Control of Hazardous Energy Sources
Jan 7, 2014
The OSHA standard for The Control of Hazardous Energy — or Lockout/Tagout (LOTO) — addresses the practices and procedures necessary to disable machinery or equipment, thereby preventing the release of hazardous energy while employees perform servicing and maintenance activities. This regulation was written to prevent employees from becoming injured while performing service or repair operations on machinery or requipment. The main hazard targeted by the standard is the presence of hazardous energy in the equipment.
The LOTO standard applies to all employees who service or maintain equipment where an unexpected energization or energy release may injure the employee.
The standard requires the development of specific Lockout/Tagout procedures for each individual machine.

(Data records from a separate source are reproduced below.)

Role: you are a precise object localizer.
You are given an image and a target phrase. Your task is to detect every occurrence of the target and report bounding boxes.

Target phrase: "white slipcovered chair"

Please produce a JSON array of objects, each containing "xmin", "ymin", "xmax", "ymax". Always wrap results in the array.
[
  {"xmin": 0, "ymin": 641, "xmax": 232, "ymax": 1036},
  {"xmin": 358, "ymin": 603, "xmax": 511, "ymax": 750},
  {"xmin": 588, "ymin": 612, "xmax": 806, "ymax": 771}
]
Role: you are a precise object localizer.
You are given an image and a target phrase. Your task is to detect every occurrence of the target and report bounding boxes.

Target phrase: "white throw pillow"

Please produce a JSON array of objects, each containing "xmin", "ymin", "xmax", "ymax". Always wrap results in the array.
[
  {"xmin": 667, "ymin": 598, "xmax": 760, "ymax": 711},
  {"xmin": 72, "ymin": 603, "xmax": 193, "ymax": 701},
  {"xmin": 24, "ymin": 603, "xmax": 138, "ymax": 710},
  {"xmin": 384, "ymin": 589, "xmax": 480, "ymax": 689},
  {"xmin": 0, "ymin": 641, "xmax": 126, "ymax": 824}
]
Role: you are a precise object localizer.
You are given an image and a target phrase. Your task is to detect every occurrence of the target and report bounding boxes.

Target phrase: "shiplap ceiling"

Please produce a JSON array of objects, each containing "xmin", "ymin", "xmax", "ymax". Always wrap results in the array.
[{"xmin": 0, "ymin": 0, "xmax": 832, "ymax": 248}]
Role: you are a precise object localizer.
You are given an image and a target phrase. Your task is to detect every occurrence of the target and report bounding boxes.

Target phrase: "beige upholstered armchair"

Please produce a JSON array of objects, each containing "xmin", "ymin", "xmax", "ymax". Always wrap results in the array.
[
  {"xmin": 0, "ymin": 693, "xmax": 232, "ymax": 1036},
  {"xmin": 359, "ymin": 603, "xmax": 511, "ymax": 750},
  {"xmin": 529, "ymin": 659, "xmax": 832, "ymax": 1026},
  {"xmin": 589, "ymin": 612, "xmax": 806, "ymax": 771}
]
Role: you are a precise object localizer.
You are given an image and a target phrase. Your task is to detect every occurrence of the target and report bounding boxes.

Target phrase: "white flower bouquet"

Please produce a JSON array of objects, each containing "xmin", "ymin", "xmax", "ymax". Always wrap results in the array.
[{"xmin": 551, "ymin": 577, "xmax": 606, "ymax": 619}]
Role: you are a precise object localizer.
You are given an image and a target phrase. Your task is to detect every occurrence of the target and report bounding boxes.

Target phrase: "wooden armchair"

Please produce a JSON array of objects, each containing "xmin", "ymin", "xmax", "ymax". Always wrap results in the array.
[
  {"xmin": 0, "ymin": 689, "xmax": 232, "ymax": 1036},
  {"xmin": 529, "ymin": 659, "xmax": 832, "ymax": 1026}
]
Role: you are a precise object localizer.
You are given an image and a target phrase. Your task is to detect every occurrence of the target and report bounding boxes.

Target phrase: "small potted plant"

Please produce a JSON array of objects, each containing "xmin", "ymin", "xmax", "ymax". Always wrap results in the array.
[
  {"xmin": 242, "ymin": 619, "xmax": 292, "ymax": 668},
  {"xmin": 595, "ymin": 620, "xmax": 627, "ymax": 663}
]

These procedures must describe the department or location; the machine; the equipment ID number; employees authorized to lock out the machine; employees affected by locking out the machine; energy sources found within the machine; energy controls/isolation devices on the machine; shutdown procedures for the machine; release and restart procedures; date written or revised; and review and approval signatures.
Once all the procedures have been written, various levels of training are required for employees depending upon their exposure to machine hazards. The actual maintenance personnel who do the work are defined as ‘authorized employees’ under the standard, and require the greatest amount of training. Regular employees who run the machine are defined as ‘affected employees’, and require ‘do not touch’ training. Lastly, employees who are not part of manufacturing but may enter the manufacturing area are defined as ‘other employees’, and require only awareness training.
After the training is completed and the program has been in place for a year, it is required to review the program and test whether ‘authorized employees’ know how to follow the LOTO procedures. If they do not follow them correctly, then they need to be retrained.